Independently from the system analyzed, the package can (but is not limited to)

  • generate and solve the non-linear system to find N-th order exceptional points
  • show coalescence of eigenvalues and eigenvectors. The latter in the form of vanishing global Euclidean distance
  • evaluate the total field over a sweep in the position parameter r
  • evaluate the power output over a sweep in the position parameter r
  • perform a sweep in imaginary shift of the design frequency to find the preferred dissipation balance in the set of scatterers

Paper

Authors

S. Scali, J. Anders, S. A. R. Horsley

Abstract

In this paper, we use graph theory to solve wave scattering problems in the discrete dipole approximation.
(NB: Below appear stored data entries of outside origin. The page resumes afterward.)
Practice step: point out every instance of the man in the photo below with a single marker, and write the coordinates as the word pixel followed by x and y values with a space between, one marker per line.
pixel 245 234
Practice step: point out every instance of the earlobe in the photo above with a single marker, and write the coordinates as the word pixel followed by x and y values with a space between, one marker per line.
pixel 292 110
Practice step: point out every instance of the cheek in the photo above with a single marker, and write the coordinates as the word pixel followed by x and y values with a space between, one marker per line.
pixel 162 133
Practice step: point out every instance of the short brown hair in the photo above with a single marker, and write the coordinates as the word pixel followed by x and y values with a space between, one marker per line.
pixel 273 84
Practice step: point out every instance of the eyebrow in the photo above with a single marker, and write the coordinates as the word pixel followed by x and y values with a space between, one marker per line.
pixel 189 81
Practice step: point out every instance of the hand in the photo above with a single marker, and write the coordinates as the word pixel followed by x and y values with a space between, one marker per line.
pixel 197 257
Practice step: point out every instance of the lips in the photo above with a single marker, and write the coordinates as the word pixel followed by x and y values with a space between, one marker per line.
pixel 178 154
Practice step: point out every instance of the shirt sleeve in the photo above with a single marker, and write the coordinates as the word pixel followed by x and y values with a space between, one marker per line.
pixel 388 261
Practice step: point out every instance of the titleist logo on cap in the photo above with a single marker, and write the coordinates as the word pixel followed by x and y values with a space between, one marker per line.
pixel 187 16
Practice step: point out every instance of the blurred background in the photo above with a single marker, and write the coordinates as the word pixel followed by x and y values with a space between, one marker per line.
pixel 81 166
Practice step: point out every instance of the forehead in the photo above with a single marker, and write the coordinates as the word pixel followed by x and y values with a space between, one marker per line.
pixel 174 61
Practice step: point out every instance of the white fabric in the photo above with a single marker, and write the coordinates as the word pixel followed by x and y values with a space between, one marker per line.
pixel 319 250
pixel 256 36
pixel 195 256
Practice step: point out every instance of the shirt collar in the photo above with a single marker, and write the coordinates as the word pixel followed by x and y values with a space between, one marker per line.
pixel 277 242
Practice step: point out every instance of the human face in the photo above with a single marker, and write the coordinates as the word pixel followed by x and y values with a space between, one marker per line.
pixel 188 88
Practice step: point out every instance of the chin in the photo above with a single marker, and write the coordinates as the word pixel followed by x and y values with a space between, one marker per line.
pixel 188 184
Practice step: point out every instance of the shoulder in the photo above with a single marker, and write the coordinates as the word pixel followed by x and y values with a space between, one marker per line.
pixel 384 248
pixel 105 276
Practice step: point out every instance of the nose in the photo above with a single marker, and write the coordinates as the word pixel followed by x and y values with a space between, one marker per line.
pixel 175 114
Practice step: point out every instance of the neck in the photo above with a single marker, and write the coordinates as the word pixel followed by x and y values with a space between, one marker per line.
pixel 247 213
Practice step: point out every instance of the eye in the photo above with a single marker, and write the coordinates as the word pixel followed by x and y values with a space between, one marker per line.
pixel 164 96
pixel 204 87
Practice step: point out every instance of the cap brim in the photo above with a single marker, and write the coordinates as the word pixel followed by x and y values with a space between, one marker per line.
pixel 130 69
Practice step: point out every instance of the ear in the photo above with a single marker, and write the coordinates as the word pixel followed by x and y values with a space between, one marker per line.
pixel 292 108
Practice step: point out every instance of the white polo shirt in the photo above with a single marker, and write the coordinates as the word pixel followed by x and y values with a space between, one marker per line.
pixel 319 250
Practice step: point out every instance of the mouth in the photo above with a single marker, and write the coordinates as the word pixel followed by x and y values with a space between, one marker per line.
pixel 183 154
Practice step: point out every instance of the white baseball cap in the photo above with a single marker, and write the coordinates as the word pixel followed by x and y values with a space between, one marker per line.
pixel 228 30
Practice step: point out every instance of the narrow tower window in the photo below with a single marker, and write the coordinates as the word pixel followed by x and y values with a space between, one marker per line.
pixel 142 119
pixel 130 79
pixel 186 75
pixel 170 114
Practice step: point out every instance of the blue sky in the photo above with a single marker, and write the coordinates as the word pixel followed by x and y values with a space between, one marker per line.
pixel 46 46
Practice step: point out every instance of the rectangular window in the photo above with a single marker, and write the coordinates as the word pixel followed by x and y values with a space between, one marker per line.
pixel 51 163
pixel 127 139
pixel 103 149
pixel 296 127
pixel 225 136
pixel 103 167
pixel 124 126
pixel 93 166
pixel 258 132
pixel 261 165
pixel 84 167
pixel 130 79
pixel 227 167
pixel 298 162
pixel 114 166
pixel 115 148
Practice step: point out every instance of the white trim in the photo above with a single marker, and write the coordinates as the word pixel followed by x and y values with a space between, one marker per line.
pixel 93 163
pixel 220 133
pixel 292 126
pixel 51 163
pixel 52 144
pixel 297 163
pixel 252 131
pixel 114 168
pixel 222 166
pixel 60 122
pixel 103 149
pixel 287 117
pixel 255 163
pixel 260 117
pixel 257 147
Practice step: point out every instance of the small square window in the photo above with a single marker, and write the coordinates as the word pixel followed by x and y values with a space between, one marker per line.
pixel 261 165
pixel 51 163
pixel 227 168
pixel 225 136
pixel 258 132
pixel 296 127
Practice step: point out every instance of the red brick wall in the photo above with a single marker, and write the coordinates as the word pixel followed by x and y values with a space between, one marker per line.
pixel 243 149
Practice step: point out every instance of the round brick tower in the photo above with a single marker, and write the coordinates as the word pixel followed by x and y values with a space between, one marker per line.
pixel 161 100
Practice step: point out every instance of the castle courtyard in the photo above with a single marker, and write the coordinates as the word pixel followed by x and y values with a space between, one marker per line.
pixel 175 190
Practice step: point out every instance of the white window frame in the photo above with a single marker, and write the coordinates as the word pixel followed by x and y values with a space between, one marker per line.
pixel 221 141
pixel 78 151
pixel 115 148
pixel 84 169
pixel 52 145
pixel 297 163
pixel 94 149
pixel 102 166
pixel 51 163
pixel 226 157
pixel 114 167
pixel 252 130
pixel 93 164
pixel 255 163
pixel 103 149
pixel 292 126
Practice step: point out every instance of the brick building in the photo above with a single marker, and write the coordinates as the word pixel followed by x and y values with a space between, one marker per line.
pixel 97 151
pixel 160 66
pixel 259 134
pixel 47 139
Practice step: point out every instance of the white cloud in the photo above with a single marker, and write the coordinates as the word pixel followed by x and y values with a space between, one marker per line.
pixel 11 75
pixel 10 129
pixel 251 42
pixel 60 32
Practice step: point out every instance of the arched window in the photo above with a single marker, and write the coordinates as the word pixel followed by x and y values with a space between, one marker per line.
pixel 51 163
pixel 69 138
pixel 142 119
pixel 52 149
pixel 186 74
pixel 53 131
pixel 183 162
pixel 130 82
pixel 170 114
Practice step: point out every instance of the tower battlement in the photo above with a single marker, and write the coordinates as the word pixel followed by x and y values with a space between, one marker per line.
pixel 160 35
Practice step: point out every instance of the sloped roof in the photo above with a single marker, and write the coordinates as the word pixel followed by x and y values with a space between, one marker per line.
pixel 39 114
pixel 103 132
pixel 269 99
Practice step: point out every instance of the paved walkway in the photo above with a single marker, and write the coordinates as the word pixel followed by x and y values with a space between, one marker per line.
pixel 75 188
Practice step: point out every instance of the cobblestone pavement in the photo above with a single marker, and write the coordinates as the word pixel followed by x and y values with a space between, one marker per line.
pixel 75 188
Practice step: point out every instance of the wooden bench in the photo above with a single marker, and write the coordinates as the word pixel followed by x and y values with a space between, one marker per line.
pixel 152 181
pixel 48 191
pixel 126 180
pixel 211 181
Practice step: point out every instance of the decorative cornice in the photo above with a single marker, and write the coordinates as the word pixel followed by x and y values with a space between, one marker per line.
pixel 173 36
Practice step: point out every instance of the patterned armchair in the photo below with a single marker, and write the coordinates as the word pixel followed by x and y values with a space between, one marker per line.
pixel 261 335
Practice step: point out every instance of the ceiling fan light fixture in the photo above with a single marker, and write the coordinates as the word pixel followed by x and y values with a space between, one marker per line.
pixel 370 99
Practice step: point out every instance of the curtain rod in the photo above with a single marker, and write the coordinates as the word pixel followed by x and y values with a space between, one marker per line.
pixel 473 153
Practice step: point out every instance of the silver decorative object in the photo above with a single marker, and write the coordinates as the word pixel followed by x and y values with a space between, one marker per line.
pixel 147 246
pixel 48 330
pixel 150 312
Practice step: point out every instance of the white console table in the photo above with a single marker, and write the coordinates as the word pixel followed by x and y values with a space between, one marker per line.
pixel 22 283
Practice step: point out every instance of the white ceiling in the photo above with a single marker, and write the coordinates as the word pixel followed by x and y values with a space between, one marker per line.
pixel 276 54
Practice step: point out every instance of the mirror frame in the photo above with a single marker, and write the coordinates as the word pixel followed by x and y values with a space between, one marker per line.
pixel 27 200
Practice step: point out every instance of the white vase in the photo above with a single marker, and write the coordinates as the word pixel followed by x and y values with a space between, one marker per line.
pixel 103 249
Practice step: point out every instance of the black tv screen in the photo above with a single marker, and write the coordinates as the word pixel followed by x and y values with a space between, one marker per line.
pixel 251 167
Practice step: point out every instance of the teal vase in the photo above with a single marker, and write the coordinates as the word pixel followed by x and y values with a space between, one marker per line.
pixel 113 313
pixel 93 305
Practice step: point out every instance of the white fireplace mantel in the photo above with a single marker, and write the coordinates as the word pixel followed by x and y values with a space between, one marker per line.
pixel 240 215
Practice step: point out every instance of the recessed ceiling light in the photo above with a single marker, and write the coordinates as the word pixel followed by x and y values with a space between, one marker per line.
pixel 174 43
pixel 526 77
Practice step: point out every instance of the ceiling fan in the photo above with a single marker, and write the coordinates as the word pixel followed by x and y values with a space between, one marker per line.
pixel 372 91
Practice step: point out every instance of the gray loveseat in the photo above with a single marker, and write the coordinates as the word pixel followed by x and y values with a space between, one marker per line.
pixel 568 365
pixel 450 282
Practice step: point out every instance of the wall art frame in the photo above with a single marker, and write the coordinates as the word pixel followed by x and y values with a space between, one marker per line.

As a key result of this work, in the presence of active scatterers, we present a systematic method to find arbitrary large-order zero eigenvalue exceptional points (EPs). This is achieved by solving a set of non-linear equations that we interpret, in a graph theory picture, as vanishing sums of scattering events. We then show how the total field of the system responds to parameter perturbations at the EP. Finally, we investigate the sensitivity of the power output to imaginary perturbation in the design frequency. This perturbation can be employed to trade sensitivity for a different dissipation balance of the system. The purpose of the results of this paper is manifold. On the one hand, we aim to shed light on the link between graph theory and wave scattering. On the other hand, the results of this paper find application in all those settings where zero eigenvalue EPs play a unique role like in coherent perfect absorption (CPA) structures.